Warum wir unsere Badezimmerheizgeräte einem „Qualitätscheck“ unterziehen
Seien wir ehrlich: Badezimmer sind eine Qual für elektronische Geräte. Es gibt dichten Dampf, Spritzer von Wasser – und die Temperatur kann innerhalb weniger Minuten von eiskalt auf saunalang steigen.
Wir bauen unsere Infrarotheizgeräte nach den IP55-Standards. Das bedeutet im Grunde, dass sie Staub sowie Wasserspritzer standhalten können. Doch das allein sagt noch nicht aus, ob das Gerät auch in zwei Jahren noch funktioniert.

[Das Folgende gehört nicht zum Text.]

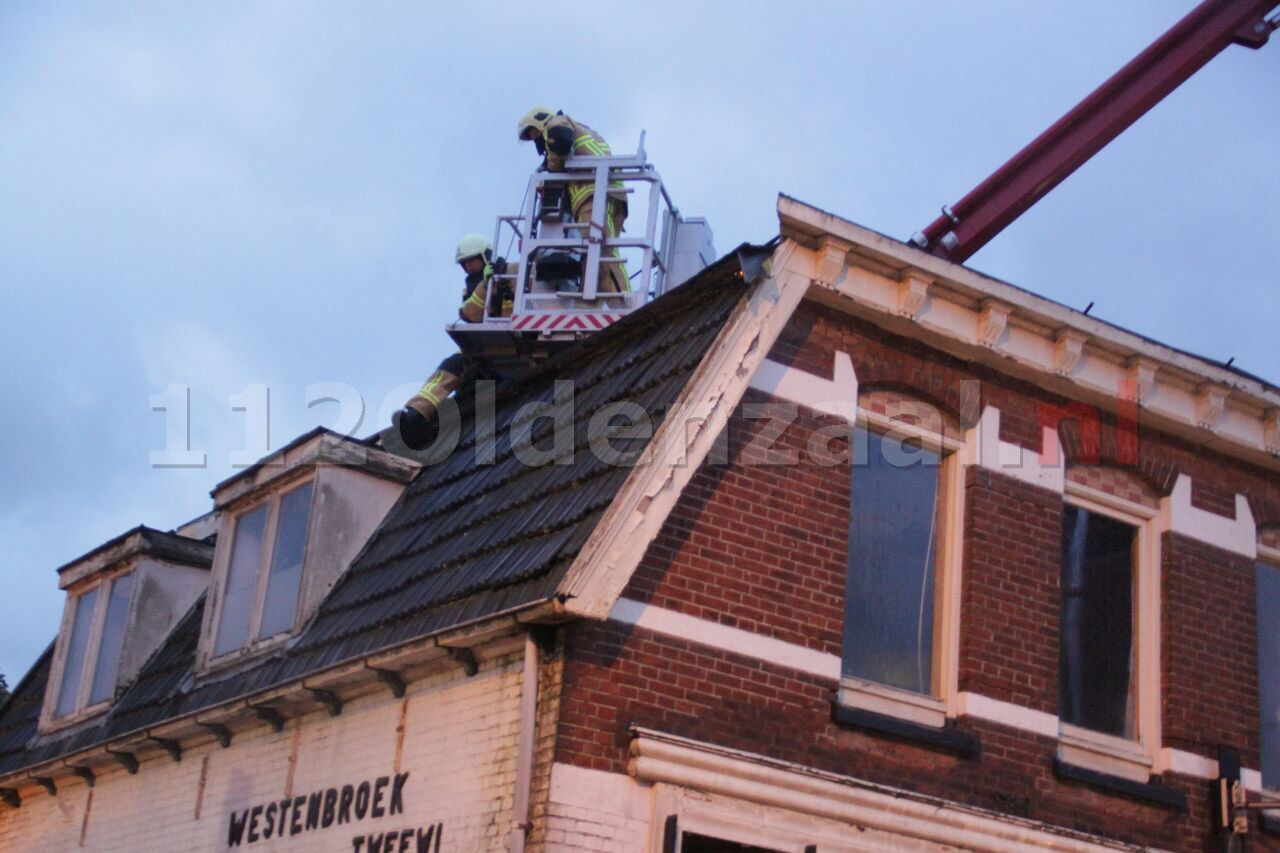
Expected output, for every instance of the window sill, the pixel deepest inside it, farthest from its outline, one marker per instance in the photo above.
(892, 702)
(946, 738)
(1104, 753)
(1148, 792)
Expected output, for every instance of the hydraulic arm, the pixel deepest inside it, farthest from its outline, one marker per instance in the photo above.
(1089, 126)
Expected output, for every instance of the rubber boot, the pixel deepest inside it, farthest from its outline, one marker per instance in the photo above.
(415, 430)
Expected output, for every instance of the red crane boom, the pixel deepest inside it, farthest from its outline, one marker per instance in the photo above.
(1089, 126)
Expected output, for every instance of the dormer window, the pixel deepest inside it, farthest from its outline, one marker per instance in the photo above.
(288, 528)
(260, 598)
(122, 601)
(92, 656)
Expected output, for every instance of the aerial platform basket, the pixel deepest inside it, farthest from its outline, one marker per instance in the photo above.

Das versteckte Problem mit Dampf
Selbst bei einem robusten Gehäuse versagen irgendwann die Dichtungen. Das ist einfach Physik: Das Heizgerät wird heiß, das Metall dehnt sich aus – danach kühlt es ab und zieht sich zusammen. Wenn das ein paar hundert Mal passiert, entstehen winzige, mikroskopisch kleine Ritzen. Im dampfigen Badezimmer findet der Wasserdampf diese Ritzen. Er dringt darin ein und setzt sich direkt auf die elektrischen Kontakte. Dann geht alles schief: Es kommt zu Oxidation – oder schlimmer noch, zu Kurzschlüssen, wodurch der Schalter ausläuft, gerade wenn man aus der Dusche kommt. Das ist sicherlich nicht das, was man möchte.
Warum wir einen „Feuchtigkeits- und Hitze-Test“ durchführen
Wir testen nicht nur ein oder zwei Geräte und sind dann fertig. Wir unterziehen unsere Heizgeräte einem intensiven Alterungsprozess. Wir erschaffen sozusagen einen simulierten tropischen Regenwald – mit extrem hoher Feuchtigkeit und Hitze über mehrere Tage hinweg – um alle Schwächen zum Vorschein zu bringen. Wir suchen den „Bruchpunkt“. Wenn die Isolierung versagt oder die Dichtungen unter diesem Druck beschädigt werden, ist das Gerät nutzlos.
Es ist zwar etwas übertrieben – aber es ist die einzige Möglichkeit, sicherzustellen, dass die Dichtungen nicht nur vorübergehend funktionieren, sondern tatsächlich langlebig sind.
Das Gleichgewicht finden
Man könnte nun denken: „Warum nicht einfach alles luftdicht abdichten?“ Nun, wenn wir das täten, würden die internen Elektronikkomponenten einfach verbrennen. Man kann so viel Wärme nicht in einer verschlossenen Box halten. Deshalb investieren wir viel Zeit darauf, das richtige Gleichgewicht zu finden. Wir brauchen genügend Dichtungen, um den Dampf draußen zu halten – aber auch genügend Lüftungsmöglichkeiten, damit das Gerät atmen kann.
Deshalb sind diese Alterungs Tests so wichtig. Sie zeigen uns, ob wir dieses Gleichgewicht erreicht haben. So erhalten wir Heizgeräte, die dem Dampf standhalten und gleichzeitig kühl genug bleiben, um sicher zu funktionieren.